Duke Energy Corp. would retire all of its power plants in the Carolinas that "rely exclusively on coal" within the next 10 years and add between 1,050 MW and 7,400 MW of storage to its portfolio under the six scenarios outlined in its recently proposed 2020 integrated resource plans.
The 15-year plans, or IRPs, filed with state regulators in North Carolina and South Carolina by Duke Energy Carolinas LLC and Duke Energy Progress LLC are designed to allow Duke Energy to achieve its goal of a 50% reduction of carbon emissions by 2030 from 2005 levels and net-zero emissions by 2050. Certain scenarios are also designed to align with the North Carolina Clean Energy Plan, which calls for up to a 70% reduction in greenhouse gas emissions by 2030 from 2005 levels.
An S&P Global Market Intelligence analysis shows Duke Energy operates about 9,000 MW of coal-fired generation in the Carolinas. The 2,462-MW Roxboro, 2,220-MW Belews Creek and 2,078-MW Marshall coal plants are in North Carolina and are among Duke Energy's 10 largest operating plants in the region.
Duke Energy Carolinas, or DEC, operates the 1,360-MW Bad Creek Pumped Storage Project in Oconee County, S.C., but has only 5 MW of battery storage under development in the state with no current operating capacity.

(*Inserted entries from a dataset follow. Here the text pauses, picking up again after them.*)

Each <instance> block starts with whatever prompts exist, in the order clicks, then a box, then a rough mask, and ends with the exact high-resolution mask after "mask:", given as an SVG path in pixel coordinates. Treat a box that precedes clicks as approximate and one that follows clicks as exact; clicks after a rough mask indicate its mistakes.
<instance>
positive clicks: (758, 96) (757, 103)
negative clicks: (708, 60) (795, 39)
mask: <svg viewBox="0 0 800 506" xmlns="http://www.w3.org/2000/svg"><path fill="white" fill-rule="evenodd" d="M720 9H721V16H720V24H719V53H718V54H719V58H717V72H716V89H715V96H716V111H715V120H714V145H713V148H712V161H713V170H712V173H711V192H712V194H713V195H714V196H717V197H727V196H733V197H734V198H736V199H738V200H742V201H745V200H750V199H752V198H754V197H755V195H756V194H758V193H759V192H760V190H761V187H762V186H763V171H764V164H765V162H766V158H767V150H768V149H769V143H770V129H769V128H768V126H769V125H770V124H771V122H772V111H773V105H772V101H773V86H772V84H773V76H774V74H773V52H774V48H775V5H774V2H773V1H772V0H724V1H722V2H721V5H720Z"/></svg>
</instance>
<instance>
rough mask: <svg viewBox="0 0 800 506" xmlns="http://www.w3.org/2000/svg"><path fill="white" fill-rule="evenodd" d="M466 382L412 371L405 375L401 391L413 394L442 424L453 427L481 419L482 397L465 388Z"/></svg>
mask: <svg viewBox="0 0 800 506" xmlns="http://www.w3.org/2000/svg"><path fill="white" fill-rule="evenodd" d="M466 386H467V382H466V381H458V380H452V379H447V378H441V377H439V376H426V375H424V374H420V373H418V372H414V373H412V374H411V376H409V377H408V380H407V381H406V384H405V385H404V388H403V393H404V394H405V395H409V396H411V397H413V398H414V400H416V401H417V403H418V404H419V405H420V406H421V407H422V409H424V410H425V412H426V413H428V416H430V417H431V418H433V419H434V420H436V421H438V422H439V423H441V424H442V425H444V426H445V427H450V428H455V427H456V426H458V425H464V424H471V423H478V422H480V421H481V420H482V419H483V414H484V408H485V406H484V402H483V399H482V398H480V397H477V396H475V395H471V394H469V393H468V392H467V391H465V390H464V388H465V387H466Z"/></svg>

Duke Energy Progress, or DEP, has 9 MW of operating battery storage capacity in Asheville, N.C., with 4 MW of proposed capacity at the Hot Springs Solar site.
The six scenarios in the IRPs call for varying additions of renewable, storage and natural gas capacity.
By 2035, a base-case scenario without a carbon policy would add 8,650 MW of new solar capacity, 1,050 MW of battery storage and 9,600 MW of gas along with 2,050 MW of energy efficiency and demand response to the combined portfolios of DEC and DEP, while 3,050 MW of coal capacity "capable of co-firing on natural gas" would remain online. No new wind power would be installed under the base case.
A base-case scenario with a carbon policy would add 12,300 MW of solar, 750 MW of onshore wind, 2,200 MW of storage, 7,350 MW of gas, 2,050 MW of energy efficiency and demand response and keep 3,050 MW of dual-fuel coal capacity online.
A scenario with no new gas additions by 2035 would require 7,400 MW of new storage and keep 2,200 MW of dual-fuel coal capacity online through that year.
Both a high wind and no new gas scenario rely on about 2,650 MW of offshore wind capacity by 2035, but Duke Energy contends both of these scenarios are heavily dependent on technology and policy advancement. A high wind pathway, which includes 2,850 MW of onshore capacity, relies on new transmission infrastructure that could cost as much as $4.6 billion. These scenarios also involve delaying the retirements of Roxboro units 1 and 2, as well as one Belews Creek coal unit until the end of 2029 to "allow for the integration of offshore wind by 2030."
"While offshore wind is not necessarily a new technology, deployment in the [U.S.] at large scale is yet to be demonstrated," DEP wrote in its resource plan. "The cost of the resource and getting the energy from coastal Carolinas to the load centers in the central part of the states will present implementation challenges. These challenges can be mitigated with effective political and regulatory support and policy."
DEP currently has about 17 MW of planned solar capacity.
DEC, meanwhile, has begun construction on a new simple-cycle 400-MW natural gas unit at its Lincoln Combustion plant, which is expected online in December 2024. The utility also has about 100 MW of solar under construction at its Maiden Creek and Gaston County sites.
Duke Energy has said it plans to bring 16,000 MW of solar, wind and biomass online by 2025 companywide. The company also plans to increase the capacity at its Bad Creek pumped-storage hydro plant in South Carolina by about 320 MW and seek a second 20-year renewal of the operating licenses for 11 nuclear reactors in the Carolinas beginning with DEC's 2,618-MW Oconee nuclear plant in 2021.
DEC and DEP evaluated the addition of small modular reactors, or SMRs, under both a 70% emissions reduction and no new gas generation pathway. A "high SMR" scenario envisions adding 1,350 MW of incremental new nuclear reactor capacity to the utilities' generation mix by 2035.
"The High SMR case also assumes that SMRs are in service by 2030," the utilities wrote. "However, the challenges with integrating a first of a kind technology in a relatively compressed timeframe are significant. Therefore, these cases are intended to illustrate the importance of advancing such technologies as part of a blended approach that considers a range of carbon-free technologies to allow deeper carbon reductions."